А утром во время обхода сдающий дежурство сказал:
— Предупреждаю: еще раз так сделаете — получите карцер.
— Или пойдете в те же камеры, — добавил принимающий.
— В какие — те же?
Опять ничего не ответили. Повернулись и вышли.
А те камеры находились в другом конце. В них-то и вел коридор, обтянутый брезентом. Днем оттуда всегда доносился глухой гул большого людского присутствия. Очевидно, кроме одиночек, там были еще и общие. Туда три раза в день по звонкому плиточному полу пропихивали круглые бачки и огромные медные чайники. Раза же три в неделю после отбоя мимо его двери проходило какое-то молчаливое шествие. Прижавшись к двери, он прислушивался: шагали четыре пары сапог и пара ботинок. Дальше шаги сразу пропадали, там лежали дорожки. Пауза. Где-то щелкала дверь. Гул сразу обрывался. Тишина. Потом дверь щелкала вторично, и все опять смолкало. Теперь уж до утра. Значит, кого-то выкликнули, велели собираться и увели. Куда? Зачем? Почему ночью? Он скоро понял, зачем, куда и почему. Однажды испортилась канализация, и его на оправку повели в другую уборную. Она находилась в противоположном конце — огромная, цементная, похожая на баню с душевыми щитками в потолке и деревянными решетчатыми плахами на полу.

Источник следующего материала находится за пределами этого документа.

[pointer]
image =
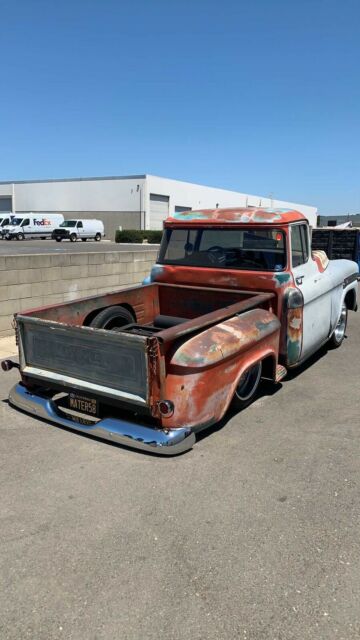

В стену была врезана железная дверь, заложенная засовами, и из-под нее несло ледяным ветром. Вот куда, значит, уводили этих людей! Его сбивало только то, что он никогда не слышал криков, — значит, можно заставить человека идти на смерть как на оправку. Или просто приравнять смерть к оправке. Он догадывался, что даже очень можно, только не понимал, что для этого нужно. И однажды понял. Его тогда для чего-то перевели в соседнюю одиночку (справа и слева его камеры почему-то всегда пустовали). Он вошел в нее, и у него все так и оборвалось. Было утро, а в этой камере стояли редкие сырые сумерки. Вместо окна под потолком мутно желтела решетчатая полоска света шириной в кирпич. Деревянная кровать уходила ножками в цемент. Параша сидела на цепи и на замке. Из стены торчала дощечка — стол. Четверть камеры занимала массивная, как русская печка, выпяченная кирпичная стена. Ходить было негде. Он сел на кровать, поднес к лицу руку и не увидел ладони. Через час ему казалось, что он провел тут уже много часов, еще через час он потерял счет времени. Когда его наконец вечером перевели в прежнюю камеру с книгами, миской, с кружкой и ложкой, он взглянул на них и чуть не заплакал от тихой радости. Да, понял он, проведя в таком ящике месяц, и на смерть пойдешь посвистывая. Чья-то умная башка позаботилась об этом.